DALLAS (NEXSTAR) — Ask anyone involved in the hiring process and they’ll tell you they have a pretty good feel for a job candidate a few minutes into an interview. I’ve interviewed and hired people for more than a decade and can tell you the interview is just as important (if not more than) as the resume.
With a good resume, you’ll land an interview. With a good interview, you’ll land the job.
Here are a few pieces of advice I’ll pass along from some of the better interviews I’ve conducted:
Tell them about their company
Want to fall flat in a job interview? Have no real knowledge of the company you’re trying to work for.
You need to spend some time researching the company before you sit down with a hiring manager. Is there something the company stands for that you exemplify? Has the work of the company impacted a family member or loved one? When you sit down for that interview, be in a position to tell the employer something you like about their company and how you might be able to contribute to the effort.
Dress to impress
I can’t remember an interview where I felt a candidate was overdressed, but I can certainly remember the times job seekers chose to go casual.
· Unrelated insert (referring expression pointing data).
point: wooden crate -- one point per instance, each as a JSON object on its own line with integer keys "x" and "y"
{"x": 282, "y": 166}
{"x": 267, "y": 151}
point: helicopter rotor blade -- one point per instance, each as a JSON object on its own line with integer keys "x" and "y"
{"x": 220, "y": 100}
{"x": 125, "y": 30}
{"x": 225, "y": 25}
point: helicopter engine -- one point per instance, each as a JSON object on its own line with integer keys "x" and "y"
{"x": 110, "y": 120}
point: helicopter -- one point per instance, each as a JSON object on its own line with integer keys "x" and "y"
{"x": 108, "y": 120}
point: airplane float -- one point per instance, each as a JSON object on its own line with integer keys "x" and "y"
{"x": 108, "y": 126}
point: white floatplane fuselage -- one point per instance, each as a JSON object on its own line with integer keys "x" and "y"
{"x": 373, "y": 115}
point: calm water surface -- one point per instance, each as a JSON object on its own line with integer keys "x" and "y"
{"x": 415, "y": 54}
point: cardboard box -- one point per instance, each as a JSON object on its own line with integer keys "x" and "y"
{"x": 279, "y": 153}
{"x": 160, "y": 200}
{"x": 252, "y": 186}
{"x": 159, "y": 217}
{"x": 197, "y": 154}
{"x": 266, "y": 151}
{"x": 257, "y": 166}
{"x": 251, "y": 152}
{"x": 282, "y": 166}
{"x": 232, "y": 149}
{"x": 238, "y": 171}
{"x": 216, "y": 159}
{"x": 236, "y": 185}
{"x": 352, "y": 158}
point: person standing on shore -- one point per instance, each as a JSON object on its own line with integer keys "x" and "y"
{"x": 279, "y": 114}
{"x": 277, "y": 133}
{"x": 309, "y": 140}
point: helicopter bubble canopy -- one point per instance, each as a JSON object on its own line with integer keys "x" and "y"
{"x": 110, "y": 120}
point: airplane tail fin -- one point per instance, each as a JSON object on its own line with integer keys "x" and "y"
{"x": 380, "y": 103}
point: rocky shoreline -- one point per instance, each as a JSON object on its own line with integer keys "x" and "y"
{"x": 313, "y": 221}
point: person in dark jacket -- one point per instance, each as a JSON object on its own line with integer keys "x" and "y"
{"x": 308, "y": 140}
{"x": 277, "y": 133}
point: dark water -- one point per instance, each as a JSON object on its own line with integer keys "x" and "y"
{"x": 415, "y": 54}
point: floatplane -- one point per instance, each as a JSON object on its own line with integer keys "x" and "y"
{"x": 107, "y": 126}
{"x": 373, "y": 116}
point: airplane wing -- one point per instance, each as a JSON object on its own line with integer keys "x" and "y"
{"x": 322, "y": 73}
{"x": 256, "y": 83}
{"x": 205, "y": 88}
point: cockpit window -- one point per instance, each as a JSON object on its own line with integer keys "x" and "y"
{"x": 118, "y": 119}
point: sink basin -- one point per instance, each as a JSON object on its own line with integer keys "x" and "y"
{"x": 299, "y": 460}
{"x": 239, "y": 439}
Even in an era of virtual interviews, my suggestion would be to dress to impress. In my opinion, you stand to gain more than you’d lose.
Explain how a past experience will help you in this job
Think through your past experiences and jobs and explain how those skills can help you in this new role. A good example: A waiter or waitress can often make a good salesperson. In their role in a restaurant, they have to “sell” their service to get a good tip.
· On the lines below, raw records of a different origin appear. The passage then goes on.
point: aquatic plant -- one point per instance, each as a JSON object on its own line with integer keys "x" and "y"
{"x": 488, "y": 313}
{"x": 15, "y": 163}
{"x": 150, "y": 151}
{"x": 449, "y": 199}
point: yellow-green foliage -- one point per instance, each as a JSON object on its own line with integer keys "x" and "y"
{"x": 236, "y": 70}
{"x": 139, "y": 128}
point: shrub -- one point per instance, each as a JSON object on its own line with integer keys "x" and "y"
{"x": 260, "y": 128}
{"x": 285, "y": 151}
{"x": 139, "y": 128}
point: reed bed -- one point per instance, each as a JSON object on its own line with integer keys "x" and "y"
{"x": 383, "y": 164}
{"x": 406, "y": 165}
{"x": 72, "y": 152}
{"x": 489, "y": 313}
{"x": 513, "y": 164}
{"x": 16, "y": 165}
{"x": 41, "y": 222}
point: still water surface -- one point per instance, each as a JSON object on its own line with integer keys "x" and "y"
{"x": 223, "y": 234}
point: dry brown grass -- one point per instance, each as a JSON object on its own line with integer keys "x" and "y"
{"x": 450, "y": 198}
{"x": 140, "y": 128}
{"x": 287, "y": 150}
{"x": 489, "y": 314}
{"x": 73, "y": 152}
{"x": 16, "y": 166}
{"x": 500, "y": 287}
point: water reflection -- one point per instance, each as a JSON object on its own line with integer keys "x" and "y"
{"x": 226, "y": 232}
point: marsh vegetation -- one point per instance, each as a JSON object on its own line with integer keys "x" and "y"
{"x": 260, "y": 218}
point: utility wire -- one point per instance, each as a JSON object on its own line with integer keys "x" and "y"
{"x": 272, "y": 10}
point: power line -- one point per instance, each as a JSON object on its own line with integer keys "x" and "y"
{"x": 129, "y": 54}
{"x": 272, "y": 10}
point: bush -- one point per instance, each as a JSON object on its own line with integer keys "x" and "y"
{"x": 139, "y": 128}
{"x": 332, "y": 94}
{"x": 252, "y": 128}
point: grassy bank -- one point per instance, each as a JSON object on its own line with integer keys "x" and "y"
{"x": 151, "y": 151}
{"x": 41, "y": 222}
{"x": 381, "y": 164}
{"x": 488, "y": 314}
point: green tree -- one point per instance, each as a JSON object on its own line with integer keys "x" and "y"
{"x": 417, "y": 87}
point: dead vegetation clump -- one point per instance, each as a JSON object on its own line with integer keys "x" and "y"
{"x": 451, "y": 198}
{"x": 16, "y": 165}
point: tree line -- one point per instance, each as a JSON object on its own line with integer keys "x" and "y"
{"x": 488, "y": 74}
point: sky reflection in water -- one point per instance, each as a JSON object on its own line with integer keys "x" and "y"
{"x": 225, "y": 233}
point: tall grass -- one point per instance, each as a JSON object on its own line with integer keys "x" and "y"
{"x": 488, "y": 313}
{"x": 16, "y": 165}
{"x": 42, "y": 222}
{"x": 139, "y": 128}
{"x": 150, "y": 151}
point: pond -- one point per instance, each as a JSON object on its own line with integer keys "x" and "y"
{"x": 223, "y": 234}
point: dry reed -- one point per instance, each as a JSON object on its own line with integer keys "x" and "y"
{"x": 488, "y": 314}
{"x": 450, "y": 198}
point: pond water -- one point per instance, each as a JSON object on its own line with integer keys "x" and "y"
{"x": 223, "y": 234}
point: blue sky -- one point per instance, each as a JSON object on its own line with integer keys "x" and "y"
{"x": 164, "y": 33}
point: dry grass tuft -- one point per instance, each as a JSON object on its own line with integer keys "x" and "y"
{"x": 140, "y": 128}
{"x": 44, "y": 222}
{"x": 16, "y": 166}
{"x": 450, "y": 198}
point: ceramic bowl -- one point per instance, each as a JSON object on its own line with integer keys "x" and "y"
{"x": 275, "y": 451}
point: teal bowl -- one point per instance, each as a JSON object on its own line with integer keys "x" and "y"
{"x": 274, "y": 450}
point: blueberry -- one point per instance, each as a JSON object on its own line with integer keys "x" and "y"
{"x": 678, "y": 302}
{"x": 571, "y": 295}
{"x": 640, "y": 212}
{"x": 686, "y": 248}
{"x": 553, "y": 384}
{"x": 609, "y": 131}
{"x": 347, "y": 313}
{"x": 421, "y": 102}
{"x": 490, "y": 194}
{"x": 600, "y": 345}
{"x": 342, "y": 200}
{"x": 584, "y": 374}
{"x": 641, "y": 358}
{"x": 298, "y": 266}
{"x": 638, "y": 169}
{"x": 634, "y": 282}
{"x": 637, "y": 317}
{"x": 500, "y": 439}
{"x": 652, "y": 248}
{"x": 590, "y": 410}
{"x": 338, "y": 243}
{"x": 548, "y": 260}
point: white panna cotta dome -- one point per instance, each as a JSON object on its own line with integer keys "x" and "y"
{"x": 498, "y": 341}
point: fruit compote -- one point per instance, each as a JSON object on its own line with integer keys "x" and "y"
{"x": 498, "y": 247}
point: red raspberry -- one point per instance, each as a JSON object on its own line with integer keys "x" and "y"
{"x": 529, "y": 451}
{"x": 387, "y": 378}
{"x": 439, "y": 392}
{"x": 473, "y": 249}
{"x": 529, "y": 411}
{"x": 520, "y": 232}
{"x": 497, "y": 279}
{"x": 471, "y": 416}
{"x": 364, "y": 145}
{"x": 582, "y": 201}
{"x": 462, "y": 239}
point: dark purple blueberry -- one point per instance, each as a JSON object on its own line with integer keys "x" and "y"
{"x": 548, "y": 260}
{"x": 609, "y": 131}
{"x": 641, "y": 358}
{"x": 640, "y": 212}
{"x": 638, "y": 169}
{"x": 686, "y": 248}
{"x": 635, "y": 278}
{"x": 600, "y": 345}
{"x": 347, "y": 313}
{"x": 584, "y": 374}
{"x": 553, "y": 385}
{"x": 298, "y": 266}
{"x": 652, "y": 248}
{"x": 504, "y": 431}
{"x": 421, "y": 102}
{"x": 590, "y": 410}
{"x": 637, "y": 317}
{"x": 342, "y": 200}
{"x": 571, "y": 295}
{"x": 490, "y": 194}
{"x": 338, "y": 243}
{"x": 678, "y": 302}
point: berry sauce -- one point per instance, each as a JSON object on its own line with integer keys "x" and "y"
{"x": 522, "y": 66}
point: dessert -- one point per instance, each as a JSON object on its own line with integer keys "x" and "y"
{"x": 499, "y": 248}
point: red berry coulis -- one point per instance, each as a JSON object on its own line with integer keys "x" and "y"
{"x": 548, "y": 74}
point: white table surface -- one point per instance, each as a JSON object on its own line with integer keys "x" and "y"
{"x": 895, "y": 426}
Did you play sports in high school or college? Explain how your competitive nature or ability to work with a team will help in the workplace.
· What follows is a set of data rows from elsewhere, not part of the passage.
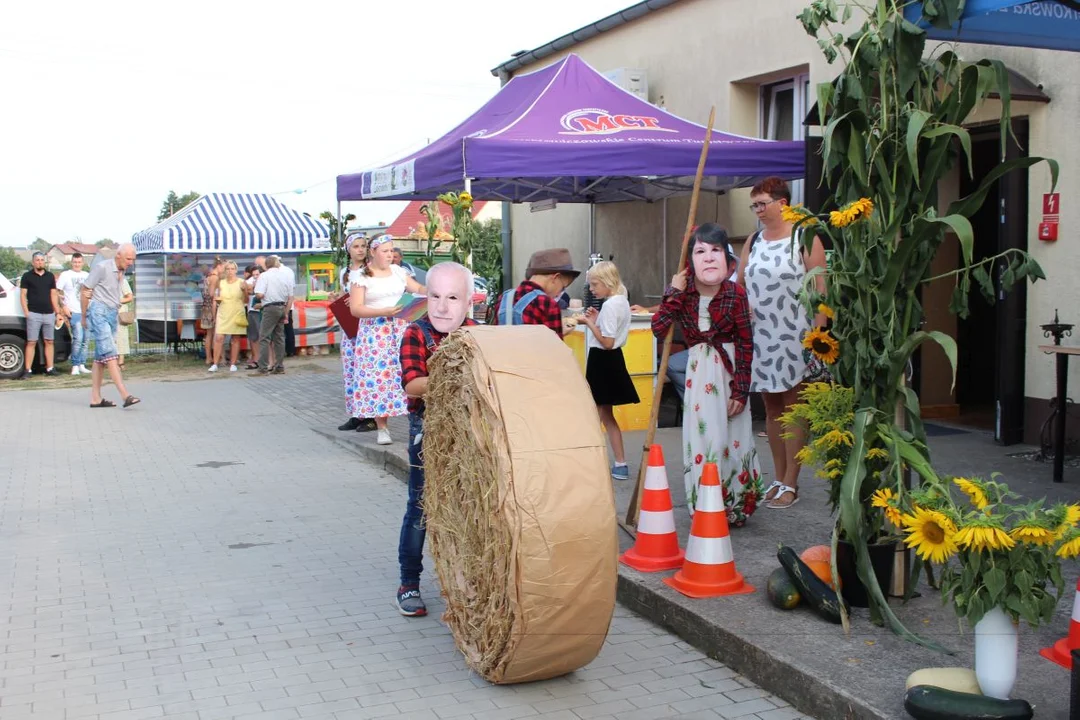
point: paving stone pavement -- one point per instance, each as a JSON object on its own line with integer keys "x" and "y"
{"x": 206, "y": 556}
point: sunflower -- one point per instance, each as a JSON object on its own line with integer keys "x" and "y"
{"x": 796, "y": 214}
{"x": 1070, "y": 547}
{"x": 856, "y": 211}
{"x": 984, "y": 533}
{"x": 822, "y": 344}
{"x": 931, "y": 534}
{"x": 973, "y": 490}
{"x": 1034, "y": 534}
{"x": 885, "y": 499}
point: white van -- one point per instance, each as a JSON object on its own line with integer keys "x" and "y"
{"x": 13, "y": 335}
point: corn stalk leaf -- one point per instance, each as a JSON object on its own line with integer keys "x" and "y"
{"x": 855, "y": 529}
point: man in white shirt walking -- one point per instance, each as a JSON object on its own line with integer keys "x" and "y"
{"x": 70, "y": 285}
{"x": 274, "y": 289}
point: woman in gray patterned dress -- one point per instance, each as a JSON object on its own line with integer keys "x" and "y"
{"x": 772, "y": 275}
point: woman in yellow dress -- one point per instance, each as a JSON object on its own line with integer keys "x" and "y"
{"x": 230, "y": 300}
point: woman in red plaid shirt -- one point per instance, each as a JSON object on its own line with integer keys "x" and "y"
{"x": 715, "y": 318}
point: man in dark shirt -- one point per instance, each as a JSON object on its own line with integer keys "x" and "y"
{"x": 40, "y": 306}
{"x": 548, "y": 274}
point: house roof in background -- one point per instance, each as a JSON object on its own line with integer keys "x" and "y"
{"x": 69, "y": 248}
{"x": 412, "y": 219}
{"x": 570, "y": 39}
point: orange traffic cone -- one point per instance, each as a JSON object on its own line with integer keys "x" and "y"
{"x": 657, "y": 546}
{"x": 710, "y": 567}
{"x": 1061, "y": 652}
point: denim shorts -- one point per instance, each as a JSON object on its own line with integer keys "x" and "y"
{"x": 43, "y": 323}
{"x": 102, "y": 323}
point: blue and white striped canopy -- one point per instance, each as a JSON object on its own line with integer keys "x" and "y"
{"x": 234, "y": 222}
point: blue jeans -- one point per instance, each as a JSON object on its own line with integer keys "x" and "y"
{"x": 102, "y": 323}
{"x": 80, "y": 340}
{"x": 410, "y": 545}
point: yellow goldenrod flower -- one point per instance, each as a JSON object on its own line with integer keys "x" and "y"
{"x": 931, "y": 534}
{"x": 973, "y": 490}
{"x": 822, "y": 344}
{"x": 886, "y": 499}
{"x": 836, "y": 437}
{"x": 1034, "y": 534}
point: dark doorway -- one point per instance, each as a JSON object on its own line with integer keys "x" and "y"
{"x": 990, "y": 343}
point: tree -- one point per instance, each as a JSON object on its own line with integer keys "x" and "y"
{"x": 11, "y": 265}
{"x": 174, "y": 203}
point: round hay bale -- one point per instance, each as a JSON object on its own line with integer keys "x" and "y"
{"x": 518, "y": 503}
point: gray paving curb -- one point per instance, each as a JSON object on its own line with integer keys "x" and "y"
{"x": 774, "y": 675}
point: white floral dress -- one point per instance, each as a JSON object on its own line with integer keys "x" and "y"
{"x": 709, "y": 435}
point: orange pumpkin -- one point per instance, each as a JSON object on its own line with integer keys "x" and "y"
{"x": 823, "y": 570}
{"x": 821, "y": 553}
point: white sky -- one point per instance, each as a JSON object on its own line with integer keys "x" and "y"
{"x": 109, "y": 105}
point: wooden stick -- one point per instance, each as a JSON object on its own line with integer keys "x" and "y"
{"x": 634, "y": 510}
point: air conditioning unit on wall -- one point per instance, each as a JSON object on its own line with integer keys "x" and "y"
{"x": 634, "y": 80}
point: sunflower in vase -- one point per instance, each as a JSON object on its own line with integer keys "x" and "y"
{"x": 994, "y": 551}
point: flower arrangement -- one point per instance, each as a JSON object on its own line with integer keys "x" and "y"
{"x": 892, "y": 125}
{"x": 993, "y": 551}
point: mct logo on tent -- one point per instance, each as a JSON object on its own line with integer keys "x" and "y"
{"x": 593, "y": 121}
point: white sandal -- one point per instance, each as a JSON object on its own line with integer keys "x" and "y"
{"x": 783, "y": 489}
{"x": 775, "y": 486}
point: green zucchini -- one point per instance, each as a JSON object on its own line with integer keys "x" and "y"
{"x": 817, "y": 594}
{"x": 930, "y": 703}
{"x": 781, "y": 591}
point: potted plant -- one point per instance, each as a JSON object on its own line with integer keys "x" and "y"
{"x": 999, "y": 560}
{"x": 892, "y": 130}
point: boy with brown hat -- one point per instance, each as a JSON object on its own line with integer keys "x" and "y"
{"x": 532, "y": 302}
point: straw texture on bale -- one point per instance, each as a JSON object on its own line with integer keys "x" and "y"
{"x": 518, "y": 503}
You should do enough research on the company to have questions about how it operates.
Go into the interview with a couple questions and listen throughout to formulate any additional items to bring up. I wouldn’t ask more than 3-4 but presenting questions shows you’re thorough and are taking the process seriously.
Have the right references
One question I used to love asking applicants: What would your references say about you? For the most part, the references confirm what the applicants says, but I’ve had a handful of cases where reference say they exact opposite.
References are a key part of the application process. You need to select references who know you and your work. Pick references based on their ability to speak to your strengths instead of simply selecting people based on their job titles.